I don’t know what will happen after this is all over, I trust Kaden that even if we fail on our mission, he’ll find a way to help us. I know he might’ve lied about a lot of things but not about his personal feelings toward all of us. He promised me that whatever happens, my Josie will be taken care of and that is all I need. But I want to talk to the others alone about finding a way to get rid of Sloane’s ex. Not just because I have a score to settle with that motherfucker, but because my kitten deserves to live without having to constantly watch her own back.
We walk into the penthouse living room and it might be down to the fact that I grew up poor but this level of luxury always makes me feel on edge. Don’t get me wrong, I fucking love it but there’s something outrageous about gold moldings, frescos on the ceiling, white marble, fine china, and five thousand thread count cotton bedsheets. If I thought that the hotel in Beverly Hills was lavish, this is definitely on another level. It feels like being in a royal palace, it reminds me of the photos of Buckingham Palace and Windsor Castle that I saw during the last two royal weddings in England.
Yeah, I may have watched those. What? Josie got such a kick out of it; I couldn’t deny her that.

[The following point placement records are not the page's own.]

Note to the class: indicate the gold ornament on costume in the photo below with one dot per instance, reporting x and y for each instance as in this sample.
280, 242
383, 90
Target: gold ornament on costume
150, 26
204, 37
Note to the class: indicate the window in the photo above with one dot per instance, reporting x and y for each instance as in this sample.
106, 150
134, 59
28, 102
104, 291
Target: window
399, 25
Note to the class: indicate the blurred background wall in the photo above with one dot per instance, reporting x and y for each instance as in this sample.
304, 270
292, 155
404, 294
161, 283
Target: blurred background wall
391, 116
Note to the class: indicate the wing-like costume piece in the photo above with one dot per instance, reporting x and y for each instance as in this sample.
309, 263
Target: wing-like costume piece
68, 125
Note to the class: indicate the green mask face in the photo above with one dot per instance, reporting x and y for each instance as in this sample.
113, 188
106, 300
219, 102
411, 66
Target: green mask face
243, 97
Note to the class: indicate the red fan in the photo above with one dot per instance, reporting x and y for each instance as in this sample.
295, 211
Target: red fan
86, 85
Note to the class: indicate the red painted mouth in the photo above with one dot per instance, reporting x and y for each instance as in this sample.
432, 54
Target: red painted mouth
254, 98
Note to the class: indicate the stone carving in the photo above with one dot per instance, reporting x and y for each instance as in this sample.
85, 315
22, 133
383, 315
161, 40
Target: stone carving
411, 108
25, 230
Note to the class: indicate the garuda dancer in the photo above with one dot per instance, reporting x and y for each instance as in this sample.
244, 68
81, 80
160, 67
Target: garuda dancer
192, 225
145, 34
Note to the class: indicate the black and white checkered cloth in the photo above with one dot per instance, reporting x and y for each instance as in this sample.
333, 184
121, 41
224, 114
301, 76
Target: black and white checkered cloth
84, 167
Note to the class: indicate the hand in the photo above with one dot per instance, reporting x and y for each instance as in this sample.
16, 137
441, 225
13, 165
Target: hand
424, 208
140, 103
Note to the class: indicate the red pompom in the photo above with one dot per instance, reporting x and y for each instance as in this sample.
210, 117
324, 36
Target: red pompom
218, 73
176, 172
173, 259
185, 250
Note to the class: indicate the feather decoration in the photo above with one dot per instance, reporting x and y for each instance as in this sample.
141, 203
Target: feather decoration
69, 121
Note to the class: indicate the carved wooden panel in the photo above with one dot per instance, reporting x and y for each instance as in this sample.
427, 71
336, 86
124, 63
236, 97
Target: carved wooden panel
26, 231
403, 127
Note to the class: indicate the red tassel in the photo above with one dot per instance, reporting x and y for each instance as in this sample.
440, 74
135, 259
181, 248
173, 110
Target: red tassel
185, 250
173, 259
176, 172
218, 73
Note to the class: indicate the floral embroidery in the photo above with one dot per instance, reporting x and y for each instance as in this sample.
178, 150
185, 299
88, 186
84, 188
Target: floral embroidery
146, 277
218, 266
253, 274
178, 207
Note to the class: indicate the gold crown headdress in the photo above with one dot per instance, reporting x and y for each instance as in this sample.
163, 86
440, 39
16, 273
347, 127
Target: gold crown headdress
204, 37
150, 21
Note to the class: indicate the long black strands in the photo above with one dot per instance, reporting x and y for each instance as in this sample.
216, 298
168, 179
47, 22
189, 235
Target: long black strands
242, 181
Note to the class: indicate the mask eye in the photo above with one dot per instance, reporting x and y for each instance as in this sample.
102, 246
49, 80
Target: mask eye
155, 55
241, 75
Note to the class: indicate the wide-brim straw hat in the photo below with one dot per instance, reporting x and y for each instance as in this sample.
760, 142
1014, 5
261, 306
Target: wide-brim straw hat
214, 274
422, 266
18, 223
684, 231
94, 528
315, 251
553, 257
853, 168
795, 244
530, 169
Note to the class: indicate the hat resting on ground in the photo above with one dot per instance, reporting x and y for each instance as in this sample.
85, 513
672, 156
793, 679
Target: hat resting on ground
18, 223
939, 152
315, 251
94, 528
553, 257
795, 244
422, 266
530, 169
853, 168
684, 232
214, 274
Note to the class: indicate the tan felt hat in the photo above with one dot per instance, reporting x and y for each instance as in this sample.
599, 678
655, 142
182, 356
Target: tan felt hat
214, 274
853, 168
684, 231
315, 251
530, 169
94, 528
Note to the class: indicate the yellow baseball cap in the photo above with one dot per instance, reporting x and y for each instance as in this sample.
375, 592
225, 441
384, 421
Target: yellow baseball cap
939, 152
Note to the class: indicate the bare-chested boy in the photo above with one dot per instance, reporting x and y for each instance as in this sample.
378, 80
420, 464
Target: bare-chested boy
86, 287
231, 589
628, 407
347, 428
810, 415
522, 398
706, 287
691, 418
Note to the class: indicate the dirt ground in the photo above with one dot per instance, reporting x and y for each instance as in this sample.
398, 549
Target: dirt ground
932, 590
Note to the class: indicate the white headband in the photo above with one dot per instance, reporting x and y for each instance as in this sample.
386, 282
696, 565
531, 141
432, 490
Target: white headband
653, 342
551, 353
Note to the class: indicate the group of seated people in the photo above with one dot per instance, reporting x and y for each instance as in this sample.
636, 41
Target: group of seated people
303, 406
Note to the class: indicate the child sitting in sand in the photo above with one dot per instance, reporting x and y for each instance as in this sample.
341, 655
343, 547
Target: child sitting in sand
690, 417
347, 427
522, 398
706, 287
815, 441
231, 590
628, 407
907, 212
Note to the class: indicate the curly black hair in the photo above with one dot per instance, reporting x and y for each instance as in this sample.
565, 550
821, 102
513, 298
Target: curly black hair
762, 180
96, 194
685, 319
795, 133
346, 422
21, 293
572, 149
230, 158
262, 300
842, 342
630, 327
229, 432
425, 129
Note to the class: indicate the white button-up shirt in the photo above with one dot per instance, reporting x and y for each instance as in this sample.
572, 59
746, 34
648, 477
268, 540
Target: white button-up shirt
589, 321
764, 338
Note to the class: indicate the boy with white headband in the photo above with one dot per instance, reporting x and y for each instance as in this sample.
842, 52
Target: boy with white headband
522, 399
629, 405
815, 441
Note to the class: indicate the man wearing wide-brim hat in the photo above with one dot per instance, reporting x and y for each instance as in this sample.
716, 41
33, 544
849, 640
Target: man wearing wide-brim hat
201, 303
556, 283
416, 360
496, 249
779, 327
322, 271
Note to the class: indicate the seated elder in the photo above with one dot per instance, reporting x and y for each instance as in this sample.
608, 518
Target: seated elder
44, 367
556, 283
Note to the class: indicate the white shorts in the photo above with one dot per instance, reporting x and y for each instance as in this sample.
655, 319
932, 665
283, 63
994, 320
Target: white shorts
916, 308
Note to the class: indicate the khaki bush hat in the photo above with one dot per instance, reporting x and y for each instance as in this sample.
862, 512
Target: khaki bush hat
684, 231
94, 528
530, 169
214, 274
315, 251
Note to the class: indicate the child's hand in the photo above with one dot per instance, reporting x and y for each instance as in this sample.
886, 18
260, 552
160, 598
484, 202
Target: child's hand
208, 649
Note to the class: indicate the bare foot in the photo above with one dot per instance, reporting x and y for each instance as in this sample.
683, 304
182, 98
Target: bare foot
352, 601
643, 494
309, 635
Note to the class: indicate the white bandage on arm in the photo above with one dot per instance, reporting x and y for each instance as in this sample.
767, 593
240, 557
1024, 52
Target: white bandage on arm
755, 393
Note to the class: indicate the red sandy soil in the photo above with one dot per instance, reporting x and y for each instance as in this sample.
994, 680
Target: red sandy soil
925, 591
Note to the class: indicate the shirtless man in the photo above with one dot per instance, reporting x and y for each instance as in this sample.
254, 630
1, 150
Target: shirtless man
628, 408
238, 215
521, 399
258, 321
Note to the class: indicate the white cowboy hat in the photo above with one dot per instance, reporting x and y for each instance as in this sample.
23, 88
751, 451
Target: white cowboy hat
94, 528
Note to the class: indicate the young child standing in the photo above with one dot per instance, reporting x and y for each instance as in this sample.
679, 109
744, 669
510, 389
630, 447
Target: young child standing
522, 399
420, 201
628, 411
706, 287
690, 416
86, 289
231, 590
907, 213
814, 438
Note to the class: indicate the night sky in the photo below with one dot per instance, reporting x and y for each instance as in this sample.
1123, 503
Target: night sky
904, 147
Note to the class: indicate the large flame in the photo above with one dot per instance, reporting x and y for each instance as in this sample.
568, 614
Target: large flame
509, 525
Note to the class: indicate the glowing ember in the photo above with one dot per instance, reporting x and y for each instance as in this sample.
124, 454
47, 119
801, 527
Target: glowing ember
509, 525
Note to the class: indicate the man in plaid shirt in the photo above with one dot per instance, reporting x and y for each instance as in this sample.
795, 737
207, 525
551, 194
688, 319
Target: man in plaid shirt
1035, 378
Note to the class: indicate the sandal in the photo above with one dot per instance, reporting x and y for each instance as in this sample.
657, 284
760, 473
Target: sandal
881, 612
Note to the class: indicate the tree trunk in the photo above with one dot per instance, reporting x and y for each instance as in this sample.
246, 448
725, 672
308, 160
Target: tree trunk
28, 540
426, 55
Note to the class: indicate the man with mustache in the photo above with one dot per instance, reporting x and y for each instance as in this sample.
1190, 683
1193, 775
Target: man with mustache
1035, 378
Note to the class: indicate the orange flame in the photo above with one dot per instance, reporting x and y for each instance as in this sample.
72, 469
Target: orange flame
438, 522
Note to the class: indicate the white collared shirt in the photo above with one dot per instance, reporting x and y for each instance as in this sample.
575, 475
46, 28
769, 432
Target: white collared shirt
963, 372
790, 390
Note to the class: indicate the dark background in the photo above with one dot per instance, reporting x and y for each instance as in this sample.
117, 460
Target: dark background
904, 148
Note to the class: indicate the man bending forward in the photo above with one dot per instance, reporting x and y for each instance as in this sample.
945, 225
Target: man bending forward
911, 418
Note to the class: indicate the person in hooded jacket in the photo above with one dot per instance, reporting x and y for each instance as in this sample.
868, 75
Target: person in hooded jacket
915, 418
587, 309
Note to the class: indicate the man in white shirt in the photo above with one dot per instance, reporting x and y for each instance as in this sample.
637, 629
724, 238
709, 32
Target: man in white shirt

The others are sitting on the huge white sectional, Royce and Kaden drinking coffee from the most exquisite china I’ve ever seen. And I fucking shit you not, Kaden looks completely at ease in the situation but Royce is just fucking ridiculous, and I mean that in the nicest way possible. But really, how you manage to get a massive linebacker, the gruff bank robber who wears a very appropriate mask of the hulk during our heists, to look like James motherfucking Bond is beyond me. The fragile coffee cup looks even smaller in his huge hands but somehow Royce looks like he’s in his element. It’s weird as hell seeing him like this and it makes me feel better knowing that he could probably turn violent pretty easily. I know, healthy, right?
The one who instead is uncharacteristically nervous is Blaine, who decided to ditch the coffee and help himself to some kind of amber color liquor from the perfectly stocked bar on one side of the sitting area. He fills a crystal tumbler with a dark amber liquid from a crystal decanter and empties the glass in one long gulp. He immediately refills it again and that’s when our eyes meet.
“Rivs, Honey Bunny, would you like something a bit stronger than coffee?”
I’ve got a funny remark right on the tip of my tongue, but Sloane gives me a warning look and I decide to play nice. I can rib the motherfucker later on, once he’s a little less on edge.